Instance-Wise Multi-Task Learning (IWMTL)
=========================================

When training a model with multiple tasks, the gradients of the individual tasks are likely to
conflict. This is particularly true when looking at the individual (per-sample) gradients.
The :doc:`autogram engine <../docs/autogram/engine>` can be used to efficiently compute the Gramian
of the Jacobian of the matrix of per-sample and per-task losses. Weights can then be extracted from
this Gramian to reweight the gradients and resolve conflict entirely.

The following example shows how to do that.

.. code-block:: python
    :emphasize-lines: 5-6, 18-20, 31-32, 34-35, 37-38, 41-42

    import torch
    from torch.nn import Linear, MSELoss, ReLU, Sequential
    from torch.optim import SGD

    from torchjd.aggregation import Flattening, UPGradWeighting
    from torchjd.autogram import Engine

    shared_module = Sequential(Linear(10, 5), ReLU(), Linear(5, 3), ReLU())
    task1_module = Linear(3, 1)
    task2_module = Linear(3, 1)
    params = [
        *shared_module.parameters(),
        *task1_module.parameters(),
        *task2_module.parameters(),
    ]

    optimizer = SGD(params, lr=0.1)
    mse = MSELoss(reduction="none")
    weighting = Flattening(UPGradWeighting())
    engine = Engine(shared_module, batch_dim=0)

    inputs = torch.randn(8, 16, 10)  # 8 batches of 16 random input vectors of length 10
    task1_targets = torch.randn(8, 16)  # 8 batches of 16 targets for the first task
    task2_targets = torch.randn(8, 16)  # 8 batches of 16 targets for the second task

    for input, target1, target2 in zip(inputs, task1_targets, task2_targets):
        features = shared_module(input)  # shape: [16, 3]
        out1 = task1_module(features).squeeze(1)  # shape: [16]
        out2 = task2_module(features).squeeze(1)  # shape: [16]

        # Compute the matrix of losses: one loss per element of the batch and per task
        losses = torch.stack([mse(out1, target1), mse(out2, target2)], dim=1)  # shape: [16, 2]

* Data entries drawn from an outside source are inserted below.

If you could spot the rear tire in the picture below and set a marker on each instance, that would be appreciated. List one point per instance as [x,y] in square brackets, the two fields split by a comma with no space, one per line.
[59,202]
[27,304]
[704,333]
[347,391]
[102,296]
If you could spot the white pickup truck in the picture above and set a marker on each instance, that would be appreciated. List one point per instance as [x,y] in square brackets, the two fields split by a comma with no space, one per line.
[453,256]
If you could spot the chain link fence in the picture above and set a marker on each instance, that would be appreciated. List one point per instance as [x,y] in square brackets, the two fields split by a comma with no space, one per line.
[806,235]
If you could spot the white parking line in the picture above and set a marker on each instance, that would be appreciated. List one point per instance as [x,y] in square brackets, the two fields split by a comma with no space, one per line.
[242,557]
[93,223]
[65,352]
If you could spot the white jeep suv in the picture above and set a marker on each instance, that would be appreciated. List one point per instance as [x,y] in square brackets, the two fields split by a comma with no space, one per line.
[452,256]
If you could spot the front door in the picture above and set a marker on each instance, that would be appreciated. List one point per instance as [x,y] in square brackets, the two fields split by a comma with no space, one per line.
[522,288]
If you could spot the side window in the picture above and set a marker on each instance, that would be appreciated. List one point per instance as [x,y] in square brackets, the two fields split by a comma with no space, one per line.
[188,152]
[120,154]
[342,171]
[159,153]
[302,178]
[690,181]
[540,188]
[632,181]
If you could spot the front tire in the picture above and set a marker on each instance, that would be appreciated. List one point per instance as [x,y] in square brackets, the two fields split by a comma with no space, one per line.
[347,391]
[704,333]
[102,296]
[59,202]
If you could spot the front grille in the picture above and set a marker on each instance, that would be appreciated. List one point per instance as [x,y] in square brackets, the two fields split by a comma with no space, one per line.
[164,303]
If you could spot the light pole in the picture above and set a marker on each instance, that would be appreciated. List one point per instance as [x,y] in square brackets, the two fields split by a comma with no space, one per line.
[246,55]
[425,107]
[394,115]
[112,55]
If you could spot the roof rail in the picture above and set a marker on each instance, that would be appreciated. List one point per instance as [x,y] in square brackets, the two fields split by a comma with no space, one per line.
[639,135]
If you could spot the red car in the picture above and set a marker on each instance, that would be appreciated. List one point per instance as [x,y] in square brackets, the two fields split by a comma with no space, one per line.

        # Compute the gramian (inner products between pairs of gradients of the losses)
        gramian = engine.compute_gramian(losses)  # shape: [16, 2, 2, 16]

        # Obtain the weights that lead to no conflict between reweighted gradients
        weights = weighting(gramian)  # shape: [16, 2]

        optimizer.zero_grad()
        # Do the standard backward pass, but weighted using the obtained weights
        losses.backward(weights)
        optimizer.step()

.. note::
    In this example, the tensor of losses is a matrix rather than a vector. The gramian is thus a
    4D tensor rather than a matrix, and a
    :class:`~torchjd.aggregation._weighting_bases.GeneralizedWeighting`, such as
    :class:`~torchjd.aggregation._flattening.Flattening`, has to be used to extract a matrix of
    weights from it. More information about ``GeneralizedWeighting`` can be found in the
    :doc:`../../docs/aggregation/index` page.